Privacy Notice Changes & Data Sharing

  • Users highlight diffs between old and new privacy pages: new language about sharing data with “marketing partners,” tracking referrals, and sending usage data from pre-installed Firefox.
  • A previous FAQ promise—“Does Firefox sell your personal data? Nope. Never have, never will.”—was removed and replaced by softer wording: Mozilla doesn’t sell data “in the way most people think,” but does share de‑identified/aggregated data with partners to keep Firefox “commercially viable.”
  • This, plus Mozilla’s acquisition of an ad-tech company (Anonym), is widely read as preparation for data monetization and ad expansion.

Acceptable Use Policy & “Firefox as a Service”

  • ToS now says use of Firefox must follow Mozilla’s Acceptable Use Policy, which bans using Mozilla services to upload or grant access to graphic sexual or violent content, and to do “anything illegal.”
  • Some read this literally as: no browsing porn, war footage, or engaging in civil disobedience via Firefox, and potentially siding with repressive laws.
  • Others argue the AUP clearly targets hosted services (sync, VPN, Relay), not generic browser traffic, but the document itself blurs that line by coupling AUP to “use of Firefox.”

Legal / Open-Source Questions

  • Confusion over how these ToS interact with the MPL: do they apply only to Mozilla-distributed, branded binaries, or also distro builds and forks?
  • Some suggest rebranding and rebuilding (as distros and forks do) avoids the ToS; others question enforceability of “continued use = acceptance” against GPL/MPL principles.

User Reactions and Migration to Alternatives

  • Many long-time users say this is a breaking of trust and announce switching to forks (LibreWolf, Waterfox, Floorp, Zen, IceCat, Mullvad Browser, Tor) or to non-Gecko options (Brave, Vivaldi, ungoogled Chromium, future Ladybird).
  • Concerns are raised about trusting smaller forks, their long‑term viability if Firefox declines, and about Chromium monoculture.

Debate: Misreading vs Enshittification

  • One camp: the outrage is a misreading of standard legalese; the license is constrained by “as you indicate with your use of Firefox” and by the Privacy Notice; it doesn’t authorize blanket spying or data sale.
  • Opposing camp: legal text must be read defensively; vague “help you navigate/experience content” can justify ad targeting and AI training; simultaneous removal of “never sell” language and ad-tech moves suggest deliberate enshittification, not mere clarification.

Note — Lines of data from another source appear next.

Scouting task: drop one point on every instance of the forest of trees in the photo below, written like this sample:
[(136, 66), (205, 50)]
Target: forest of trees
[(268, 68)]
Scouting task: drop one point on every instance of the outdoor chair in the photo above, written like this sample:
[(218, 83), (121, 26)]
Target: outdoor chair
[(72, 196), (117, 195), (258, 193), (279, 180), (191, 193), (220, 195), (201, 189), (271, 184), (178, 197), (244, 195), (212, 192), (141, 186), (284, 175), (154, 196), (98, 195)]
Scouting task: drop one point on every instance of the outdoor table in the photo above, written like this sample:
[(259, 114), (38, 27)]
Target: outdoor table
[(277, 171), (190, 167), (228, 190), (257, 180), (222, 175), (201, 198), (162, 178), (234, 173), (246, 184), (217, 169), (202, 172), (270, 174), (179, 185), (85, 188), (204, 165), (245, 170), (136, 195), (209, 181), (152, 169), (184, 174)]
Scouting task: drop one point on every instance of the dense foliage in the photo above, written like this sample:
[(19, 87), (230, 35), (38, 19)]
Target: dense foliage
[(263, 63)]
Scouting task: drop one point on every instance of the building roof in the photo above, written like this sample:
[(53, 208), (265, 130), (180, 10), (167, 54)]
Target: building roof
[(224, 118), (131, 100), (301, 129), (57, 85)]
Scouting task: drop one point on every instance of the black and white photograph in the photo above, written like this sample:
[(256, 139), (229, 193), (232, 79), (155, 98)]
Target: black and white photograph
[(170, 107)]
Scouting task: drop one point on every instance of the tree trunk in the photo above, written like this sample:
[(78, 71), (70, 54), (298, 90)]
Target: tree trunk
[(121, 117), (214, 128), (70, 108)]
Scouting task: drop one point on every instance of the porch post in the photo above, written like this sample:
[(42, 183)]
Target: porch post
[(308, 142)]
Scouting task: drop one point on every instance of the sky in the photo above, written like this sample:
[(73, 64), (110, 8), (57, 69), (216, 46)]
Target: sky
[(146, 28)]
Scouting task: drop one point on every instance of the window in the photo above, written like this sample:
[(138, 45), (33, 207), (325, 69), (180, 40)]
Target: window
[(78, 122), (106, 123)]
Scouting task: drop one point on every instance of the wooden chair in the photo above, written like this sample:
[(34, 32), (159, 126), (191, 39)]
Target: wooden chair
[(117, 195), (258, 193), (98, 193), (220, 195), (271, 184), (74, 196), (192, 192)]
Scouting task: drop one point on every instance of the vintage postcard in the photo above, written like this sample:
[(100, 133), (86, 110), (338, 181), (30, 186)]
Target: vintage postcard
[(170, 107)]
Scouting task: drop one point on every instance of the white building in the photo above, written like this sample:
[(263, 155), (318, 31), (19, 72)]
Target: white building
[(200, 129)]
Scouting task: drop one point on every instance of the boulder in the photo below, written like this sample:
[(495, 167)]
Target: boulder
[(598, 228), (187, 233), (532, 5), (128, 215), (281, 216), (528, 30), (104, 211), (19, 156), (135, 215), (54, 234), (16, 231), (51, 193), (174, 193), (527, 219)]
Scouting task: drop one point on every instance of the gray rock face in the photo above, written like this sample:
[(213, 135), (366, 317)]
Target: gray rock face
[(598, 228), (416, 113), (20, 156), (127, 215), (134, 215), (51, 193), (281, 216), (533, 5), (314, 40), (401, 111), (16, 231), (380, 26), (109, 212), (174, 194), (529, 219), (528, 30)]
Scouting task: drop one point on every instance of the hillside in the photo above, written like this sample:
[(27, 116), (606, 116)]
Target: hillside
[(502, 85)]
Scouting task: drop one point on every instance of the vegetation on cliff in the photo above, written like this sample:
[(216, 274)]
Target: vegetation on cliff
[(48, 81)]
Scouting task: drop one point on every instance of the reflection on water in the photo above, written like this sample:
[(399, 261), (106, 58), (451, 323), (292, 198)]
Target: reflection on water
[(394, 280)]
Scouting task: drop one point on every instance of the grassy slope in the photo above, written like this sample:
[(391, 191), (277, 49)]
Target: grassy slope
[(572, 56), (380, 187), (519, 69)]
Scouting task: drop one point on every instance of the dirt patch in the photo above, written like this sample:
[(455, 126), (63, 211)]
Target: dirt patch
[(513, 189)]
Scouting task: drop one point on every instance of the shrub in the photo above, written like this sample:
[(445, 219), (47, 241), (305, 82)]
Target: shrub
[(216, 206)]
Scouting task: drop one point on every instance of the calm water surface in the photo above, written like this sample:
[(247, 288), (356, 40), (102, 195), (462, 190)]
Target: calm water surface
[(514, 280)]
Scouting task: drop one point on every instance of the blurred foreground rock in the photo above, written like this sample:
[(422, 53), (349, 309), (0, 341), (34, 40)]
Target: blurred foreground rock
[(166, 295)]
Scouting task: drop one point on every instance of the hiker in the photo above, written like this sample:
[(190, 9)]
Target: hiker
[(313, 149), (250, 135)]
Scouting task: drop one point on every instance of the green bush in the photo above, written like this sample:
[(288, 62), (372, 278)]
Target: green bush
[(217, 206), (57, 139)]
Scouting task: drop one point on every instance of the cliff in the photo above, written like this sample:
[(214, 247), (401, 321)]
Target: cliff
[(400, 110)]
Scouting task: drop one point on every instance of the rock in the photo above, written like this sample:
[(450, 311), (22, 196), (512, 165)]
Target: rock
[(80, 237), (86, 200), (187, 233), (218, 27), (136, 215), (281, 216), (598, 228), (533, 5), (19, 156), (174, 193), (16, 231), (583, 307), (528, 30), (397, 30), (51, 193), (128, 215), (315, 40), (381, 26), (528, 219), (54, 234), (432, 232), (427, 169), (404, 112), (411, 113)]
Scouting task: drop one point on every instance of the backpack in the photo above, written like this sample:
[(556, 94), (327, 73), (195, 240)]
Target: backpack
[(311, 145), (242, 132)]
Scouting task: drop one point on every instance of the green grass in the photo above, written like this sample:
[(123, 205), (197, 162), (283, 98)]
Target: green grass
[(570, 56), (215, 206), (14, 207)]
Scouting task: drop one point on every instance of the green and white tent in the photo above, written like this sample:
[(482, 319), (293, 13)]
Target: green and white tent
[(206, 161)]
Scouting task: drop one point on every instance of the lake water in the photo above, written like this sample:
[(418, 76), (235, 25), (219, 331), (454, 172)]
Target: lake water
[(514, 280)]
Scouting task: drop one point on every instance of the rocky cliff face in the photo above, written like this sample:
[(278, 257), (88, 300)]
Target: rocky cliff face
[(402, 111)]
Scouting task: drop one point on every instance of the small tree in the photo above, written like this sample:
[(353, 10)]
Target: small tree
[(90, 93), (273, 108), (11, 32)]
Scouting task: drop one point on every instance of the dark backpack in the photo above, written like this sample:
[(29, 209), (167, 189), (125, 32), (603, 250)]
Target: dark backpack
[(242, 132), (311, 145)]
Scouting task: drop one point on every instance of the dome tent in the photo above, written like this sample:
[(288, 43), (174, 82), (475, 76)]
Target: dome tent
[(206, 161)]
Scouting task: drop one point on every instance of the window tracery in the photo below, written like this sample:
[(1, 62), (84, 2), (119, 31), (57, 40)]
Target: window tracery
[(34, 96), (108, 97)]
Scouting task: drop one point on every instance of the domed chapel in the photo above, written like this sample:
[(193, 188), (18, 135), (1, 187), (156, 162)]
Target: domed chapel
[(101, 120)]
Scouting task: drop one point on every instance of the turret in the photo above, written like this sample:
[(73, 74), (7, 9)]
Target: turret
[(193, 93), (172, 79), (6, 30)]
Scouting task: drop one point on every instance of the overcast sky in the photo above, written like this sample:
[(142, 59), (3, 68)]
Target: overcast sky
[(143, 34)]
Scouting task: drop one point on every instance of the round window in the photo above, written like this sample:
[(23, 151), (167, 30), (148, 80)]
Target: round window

Wider Concerns About Mozilla’s Direction and Funding

  • Participants criticize Mozilla’s reliance on Google search money, high executive pay, side ventures (VPN, AI, activism), and expensive offices, arguing resources should focus on the browser.
  • Some still see Firefox as the “least bad” and essential non-Chromium engine; others conclude that, once the privacy brand is compromised, its main differentiator is gone.